Hawks Always Think It’s 1938

August 27, 2010 Topic: Security Region: Iran Blog Brand: The Skeptics

Hawks Always Think It’s 1938

There is a flurry of articles in the conservative press and blogosphere comparing today’s Iran to Nazi Germany—not just in terms of its bigoted social behavior, but in terms of the security threat that Tehran allegedly poses to its neighbors and the world. The Washington Times managed to include two such articles in its August 24 edition, one a relatively thoughtful piece by Tony Blankley and the other a laughably simplistic screed by musician Ted Nugent. (Why Nugent is given space to hold forth on complex international issues is a pertinent question for the editors of the Times.)
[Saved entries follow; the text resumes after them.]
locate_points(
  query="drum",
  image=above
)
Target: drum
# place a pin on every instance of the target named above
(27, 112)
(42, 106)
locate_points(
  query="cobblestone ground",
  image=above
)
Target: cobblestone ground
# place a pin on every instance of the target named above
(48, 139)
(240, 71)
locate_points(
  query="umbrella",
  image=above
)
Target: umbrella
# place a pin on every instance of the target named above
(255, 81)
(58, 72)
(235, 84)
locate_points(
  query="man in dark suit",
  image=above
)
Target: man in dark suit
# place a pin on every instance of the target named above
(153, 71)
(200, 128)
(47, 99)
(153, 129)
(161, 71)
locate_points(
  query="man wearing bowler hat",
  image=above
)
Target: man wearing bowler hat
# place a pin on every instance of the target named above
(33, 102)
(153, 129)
The notion that Iran, even if it eventually acquires a nuclear-weapons capability, would be a malignantly expansionist threat akin to Nazi Germany is extremely dubious. Germany in the 1930s was one of the great powers in the international system, with a first-class economy and a military that was, pound for pound, the best in the world. Iran is a mid-size power with a weak economy and a second-class (at most) military. Germany was ruled with an iron fist by a bizarre psychopath. Iran’s political system is a murky amalgam, in which the most notorious figure in Western eyes, President Mahmoud Ahmadinejad, is not even the most influential player. Indeed, he constantly has trouble even getting his appointees approved by a recalcitrant parliament. Some Hitler!

Nor, contrary to the pervasive mythology in the West, does Iran exhibit irrational, much less suicidal, behavior in its dealings with the outside world. Tehran agreed to a disadvantageous peace accord to end the Iraq-Iran war, because the costs of continuing the fight were too great. Despite having an arsenal of chemical weapons for decades, there is no evidence that Iran has ever given even one weapon of that type to Hezbollah or other clients. That prudence suggests that the casual assumption that Iran would give nuclear weapons to terrorist groups is ill-founded.
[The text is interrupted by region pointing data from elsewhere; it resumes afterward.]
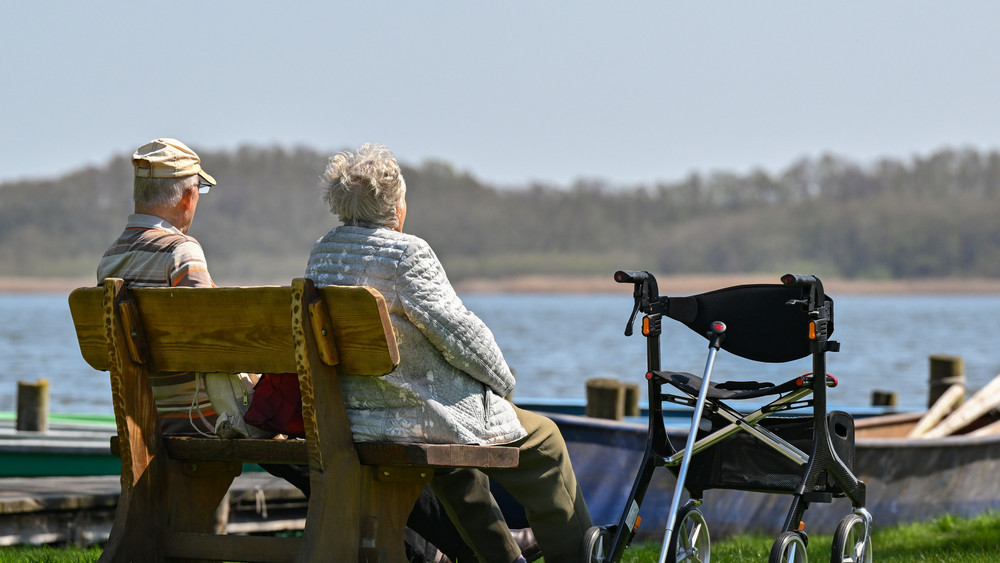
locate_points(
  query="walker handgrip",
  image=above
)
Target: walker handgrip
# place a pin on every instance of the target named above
(630, 276)
(796, 279)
But the painfully simplistic equation of today’s Iran with Nazi Germany illustrates a much larger problem. The 1930s analogy (or Munich analogy) is the most overused historical model ever—and by a wide margin. Hawks make knee-jerk accusations of “appeasement” whenever officials or analysts suggest that compromise rather than confrontation and war might be the appropriate strategy to deal with an opponent. And to most hawks, every tin-pot dictator who crosses the United States is the “next Hitler.” Over the decades, that label has been applied to Gamal Nasser, Ho Chi Minh, Slobodan Milosevic, and of course, Saddam Hussein. In retrospect, it is clear that such allegations ranged from exaggerated to absurd. Now, that toxic accusation is being used against Ahmadinejad to gin-up support for war against Iran.

The 1930s analogy is utterly threadbare. It needs to be tossed into the trashcan of history.